Award-winning Lebanese-Palestinian documentary filmmaker Carol Mansour had spent years painting houses, selling popcorn at a movie theatre concession stand, and bartending before her friend called to convince her to register for a filmmaking workshop in Montreal at 31. She had always been intrigued by filmmaking but had not considered that she might want to pursue it, or that it was even a viable career option.
However, the nine-month-long course cemented her interest in the field, and she fell in love with it. After the course ended, Carol went on to film and edit her brother’s wedding video, and found that she enjoyed the process of making it into an “out of the box” wedding video. She continued to follow her passion and flew to Cairo, Egypt to complete a two-month course in special effects and video editing, but she jokingly notes that she ended up teaching the teacher.
Carol then joined a Lebanese free-to-air television network, Future TV, in 1992 where she produced, directed, and hosted multiple live programs; she believes that is where she learned everything about filmmaking, calling it a “good school”. She left Future TV in 2000 to found her own production company, Forward Film Production, in Beirut, Lebanon. Since then, Carol’s films have garnered international attention, with over a hundred film screenings and official selections at numerous festivals across North America, Europe, and Asia.
Her films have won many prestigious awards, including the Best Documentary Award at the Delhi International Film Festival in 2018 and the Audience Award for Best Feature Film at the Boston Palestine Film Festival in 2017 for her film Stitching Palestine, which she considers her favorite project because it is deeply personal to her since both of her parents were Palestinian.
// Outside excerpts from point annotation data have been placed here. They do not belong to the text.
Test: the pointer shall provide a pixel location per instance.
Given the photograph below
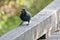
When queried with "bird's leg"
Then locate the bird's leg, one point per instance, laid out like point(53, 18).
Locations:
point(28, 22)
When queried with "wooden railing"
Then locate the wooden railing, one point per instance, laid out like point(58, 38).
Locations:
point(45, 22)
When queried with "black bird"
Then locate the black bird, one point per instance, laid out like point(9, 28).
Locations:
point(25, 16)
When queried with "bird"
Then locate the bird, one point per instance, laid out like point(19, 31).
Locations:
point(25, 16)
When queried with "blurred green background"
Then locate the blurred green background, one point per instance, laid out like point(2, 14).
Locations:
point(8, 23)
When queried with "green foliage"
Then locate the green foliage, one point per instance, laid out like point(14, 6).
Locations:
point(9, 23)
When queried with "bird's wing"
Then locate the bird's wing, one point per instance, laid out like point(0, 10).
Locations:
point(28, 13)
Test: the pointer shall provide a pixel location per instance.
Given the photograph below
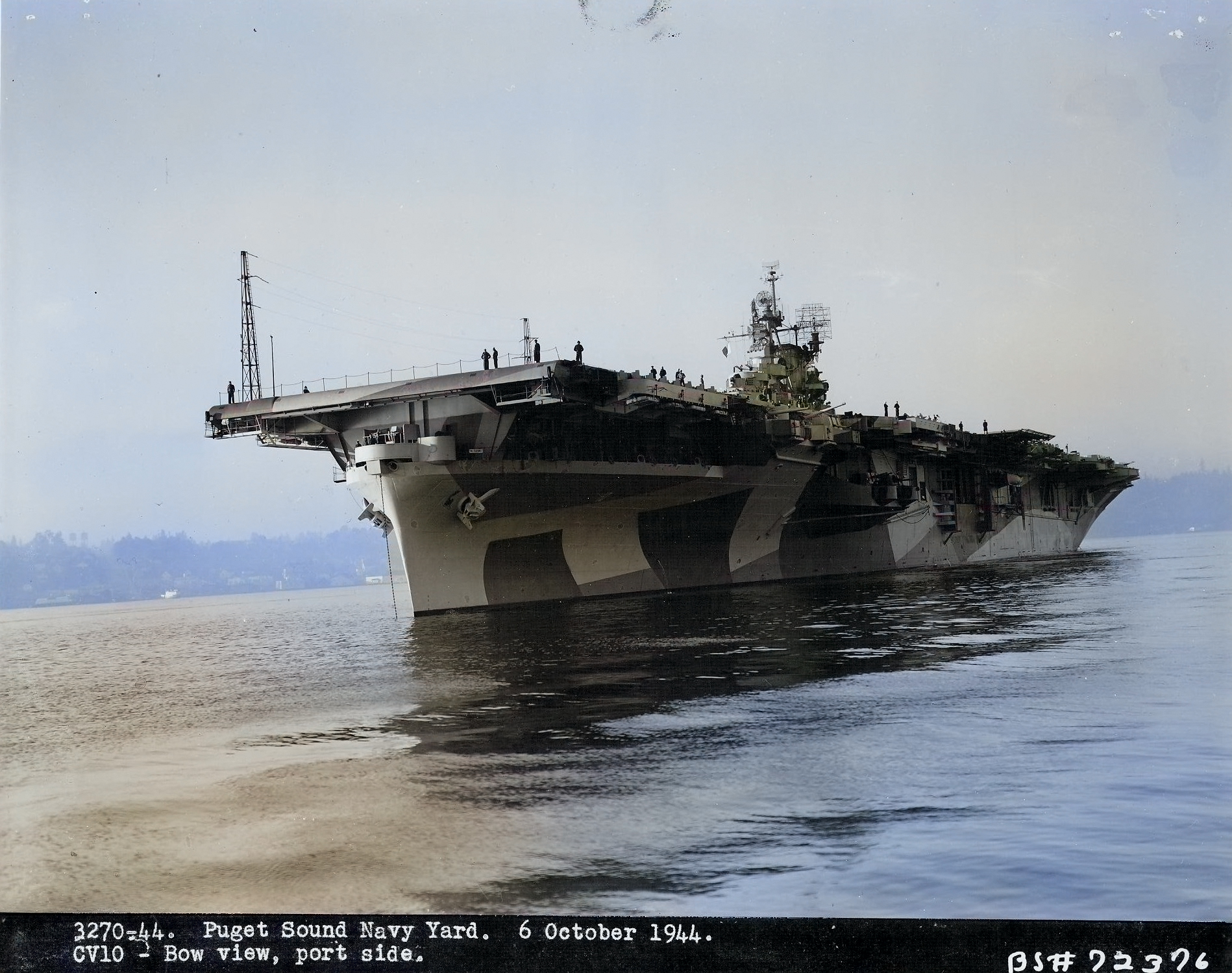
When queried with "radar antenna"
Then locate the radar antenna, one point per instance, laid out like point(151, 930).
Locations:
point(528, 341)
point(251, 370)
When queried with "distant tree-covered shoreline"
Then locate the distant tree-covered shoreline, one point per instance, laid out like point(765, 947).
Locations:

Most recently, Carol won the Best Short Documentary at Rated SR Festival 2021 in New York and the Prix Spécial du Festival at the FIFOG 2021 Festival in Geneva.
She has also been awarded the Best Documentary Award at the Al-Ard Film Festival in Sardegna, the Women Film Critics Circle Award at 2015 Rated SR Festival in New York for her documentary film We Cannot Go There Now, My Dear, the Best Documentary at the 2014 Rated SR Festival in New York, and the Jury’s Special Mention at the FIFOG festival in Geneva for Not Who We Are (2013). Her film A Summer Not to Forget (2006) received Best Short International Documentary at the New Zealand Festival. She has also won the Jury’s Prize at the Institut du Monde Arabe in Paris and Best Documentary at the Arab Film Festival in Rotterdam.
Over the past 20 years, Carol’s documentaries have covered the region Lebanon, Yemen, Egypt, Sri Lanka, and Uzbekistan to name a few. However, she says this is not as fun or prestigious as it may sound; “It is a very tiring job. I have to spend editing a short film, or cutting down an interview from two hours to six minutes, listening to and watching the same footage over and over again. It can be very challenging. However, it is a great feeling when the movie is out.” While she doubts herself and her work every day, she believes the anxiety that comes with not being sure if the work is good has made her a better filmmaker.
Carol’s work reflects her concern for human rights and social justice, covering issues such as migrant workers, refugees, environmental issues, mental health, the rights of the disabled, war and memory, the right to health, and child labor. She says the most important part of the job for her is to be able to use her platform and medium to give people a voice and to make relevant art. “Sometimes people ask me why my film subjects are so harsh, but the people I am filming lead harsh lives. It is not about me, and I really try my best not to make it about me at all. I see myself as a human being trying my best to make films that can influence change in society.” Carol did not particularly enjoy being on screen, “it was overwhelming,” and much preferred being behind the camera.
She believes documentaries are very important, especially those that carry a message. documentaries to their curriculums. Two of her films, Maid in Lebanon (2005) and Maid in Lebanon 2 (2007) both documentaries that follow migrant workers in Lebanon, are still shown at several schools across Lebanon today and have a very large influence on young children. Carol also says it is important to watch out for what media is shown to children because everything is very accessible these days.
Carol believes that tough situations present us with an option to either act or remain silent and passive. To her, success comes when you act in the face of injustice doing your best to play a role in change. In the face of recent adversity, and after the Beirut Blast tore through Lebanon’s capital, she went down to the streets and started filming, refusing to stay at home. She has also produced two short videos during the COVID-19 pandemic including one dealing with losing her father to the COVID-19.
“The most important thing is to find something you like to do, something you are very passionate about. Do not give up just because the first time does not work out. This is what you are going to be doing for the rest of your life, pursue it.” While she thinks she was lucky to find a career that interests, challenges, and excites her, she believes people should not give up and settle for something they have no interest in. “Life is very tough, but I try to live by my motto ‘make the best out of everything.”